I agree with Mike—I should have taken an intervention now, Mike; I apologise. You referred to asymmetric devolution, and let's remember that the policy that we are seeking to get a Labour Government to adopt here was a Labour proposal. Through the Vow, through the Smith commission, this was a Labour policy, a Labour proposal, and yet here in Wales, with the one Government that the Labour Party runs, they're opposing it. I think you're right, Mike, as well, that there's a wider agenda. We've got to look at dividend income, income from savings, et cetera. I think we've got to look at capital gains tax as well to make sure that, when you devolve the powers and use them, there aren't actually loopholes. I'll be kind like you and talk about tax avoidance, rather than anything else. So, let's look at that and let's look at the interrelationship with national insurance as well, as the Scottish Government are calling for.
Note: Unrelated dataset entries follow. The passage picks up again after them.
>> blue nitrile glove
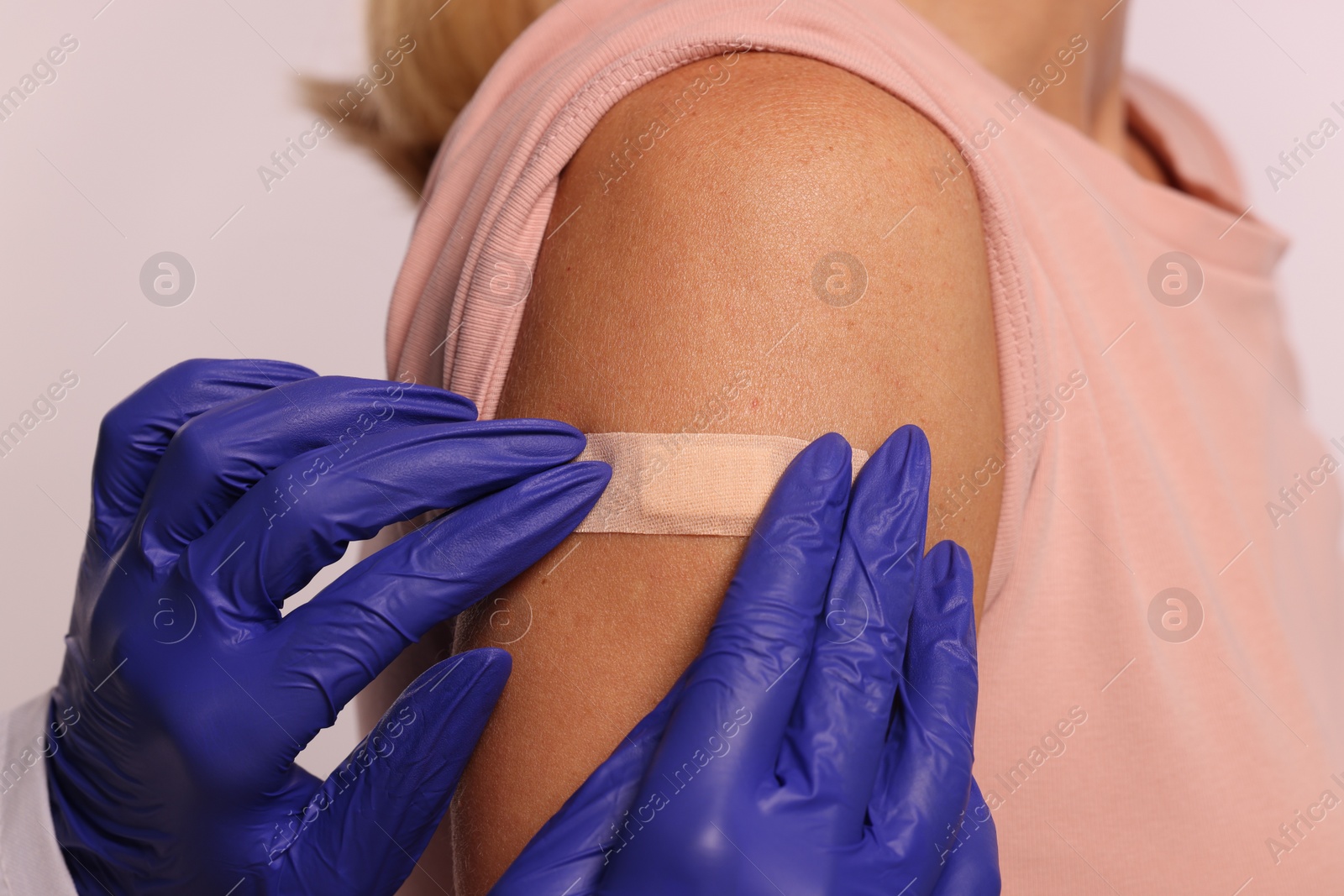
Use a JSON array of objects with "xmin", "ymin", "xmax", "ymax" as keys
[
  {"xmin": 492, "ymin": 426, "xmax": 999, "ymax": 896},
  {"xmin": 47, "ymin": 361, "xmax": 610, "ymax": 896}
]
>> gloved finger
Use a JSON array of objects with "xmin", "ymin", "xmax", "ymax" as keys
[
  {"xmin": 932, "ymin": 778, "xmax": 1003, "ymax": 896},
  {"xmin": 775, "ymin": 426, "xmax": 930, "ymax": 827},
  {"xmin": 654, "ymin": 432, "xmax": 851, "ymax": 777},
  {"xmin": 141, "ymin": 376, "xmax": 475, "ymax": 564},
  {"xmin": 869, "ymin": 542, "xmax": 979, "ymax": 880},
  {"xmin": 92, "ymin": 359, "xmax": 318, "ymax": 552},
  {"xmin": 273, "ymin": 647, "xmax": 512, "ymax": 896},
  {"xmin": 272, "ymin": 461, "xmax": 612, "ymax": 724},
  {"xmin": 491, "ymin": 674, "xmax": 685, "ymax": 896},
  {"xmin": 184, "ymin": 419, "xmax": 585, "ymax": 610}
]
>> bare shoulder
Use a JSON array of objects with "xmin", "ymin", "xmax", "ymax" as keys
[
  {"xmin": 501, "ymin": 52, "xmax": 1000, "ymax": 505},
  {"xmin": 453, "ymin": 52, "xmax": 1001, "ymax": 896}
]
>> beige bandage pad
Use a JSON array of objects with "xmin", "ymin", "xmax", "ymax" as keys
[{"xmin": 575, "ymin": 432, "xmax": 869, "ymax": 535}]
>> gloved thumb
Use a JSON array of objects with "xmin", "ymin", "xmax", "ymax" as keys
[
  {"xmin": 277, "ymin": 647, "xmax": 512, "ymax": 896},
  {"xmin": 489, "ymin": 674, "xmax": 687, "ymax": 896}
]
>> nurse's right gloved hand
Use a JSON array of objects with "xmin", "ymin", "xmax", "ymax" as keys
[
  {"xmin": 492, "ymin": 426, "xmax": 1000, "ymax": 896},
  {"xmin": 47, "ymin": 361, "xmax": 610, "ymax": 896}
]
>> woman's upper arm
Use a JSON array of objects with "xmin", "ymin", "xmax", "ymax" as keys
[{"xmin": 453, "ymin": 54, "xmax": 1003, "ymax": 896}]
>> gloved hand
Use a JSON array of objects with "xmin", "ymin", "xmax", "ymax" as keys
[
  {"xmin": 492, "ymin": 426, "xmax": 999, "ymax": 896},
  {"xmin": 47, "ymin": 361, "xmax": 610, "ymax": 896}
]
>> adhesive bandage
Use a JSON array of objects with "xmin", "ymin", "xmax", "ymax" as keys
[{"xmin": 575, "ymin": 432, "xmax": 869, "ymax": 536}]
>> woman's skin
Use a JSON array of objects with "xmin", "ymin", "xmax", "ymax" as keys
[{"xmin": 367, "ymin": 0, "xmax": 1165, "ymax": 896}]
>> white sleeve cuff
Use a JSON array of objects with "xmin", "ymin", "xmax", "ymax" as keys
[{"xmin": 0, "ymin": 693, "xmax": 78, "ymax": 896}]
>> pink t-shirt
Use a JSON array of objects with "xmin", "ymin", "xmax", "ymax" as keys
[{"xmin": 387, "ymin": 0, "xmax": 1344, "ymax": 896}]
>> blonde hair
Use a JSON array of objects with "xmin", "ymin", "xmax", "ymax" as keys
[{"xmin": 307, "ymin": 0, "xmax": 555, "ymax": 192}]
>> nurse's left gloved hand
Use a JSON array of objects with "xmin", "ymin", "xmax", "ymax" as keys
[
  {"xmin": 491, "ymin": 426, "xmax": 1000, "ymax": 896},
  {"xmin": 47, "ymin": 361, "xmax": 610, "ymax": 896}
]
Sioned Williams is right that, in the Basque Country, we see more devolution there of tax powers. In fact, even the provincial councils of Gipuzkoa and Bizkaia arguably have more formal tax powers than we have here. So, certainly we're outside of the mainstream, aren't we? Even now, even after 20 years and more of devolution in this hugely centralised UK state. And that's the core of this motion, to try to liberate ourselves from that.
I'd like to say that Delyth Jewell reminded us that we need to break this negative right-wing narrative around tax and public expenditure. The Labour leadership at Westminster and more broadly is falling into a trap here, I think, in the kind of language that it's using, because ultimately, instead of talking just about tax burdens, we need to talk about tax levers, about tax tools and tax instruments, because taxation ultimately, revenue, is the means by which we actually generate the basis for public expenditure, to do everything that we do in this place for the people that we represent, and we should make that positive case.
That's why we should have the powers, and that's why I was so disappointed by the response of the Government—a Government that has talked about radical federalism. There is nothing in the policy that the Minister has announced, rejecting this, that you could describe as either 'federalist' or 'radical'. There are two adjectives that I can apply to what I hear from the Minister, which are 'conservative' and 'unionist'. Where is the vision for the future—? [Interruption.] Well, you'll be voting with the Conservatives on this motion, won't you, in rejecting our position? Because you do not essentially accept the case that we have set out, that unless we actually have full devolution, we are not going to be able to meet the challenge that we have set ourselves in creating the kind of decent society—. And I don't see it; where is the radicalism in your constitutional vision for Wales, based on what the finance Minister has said to us?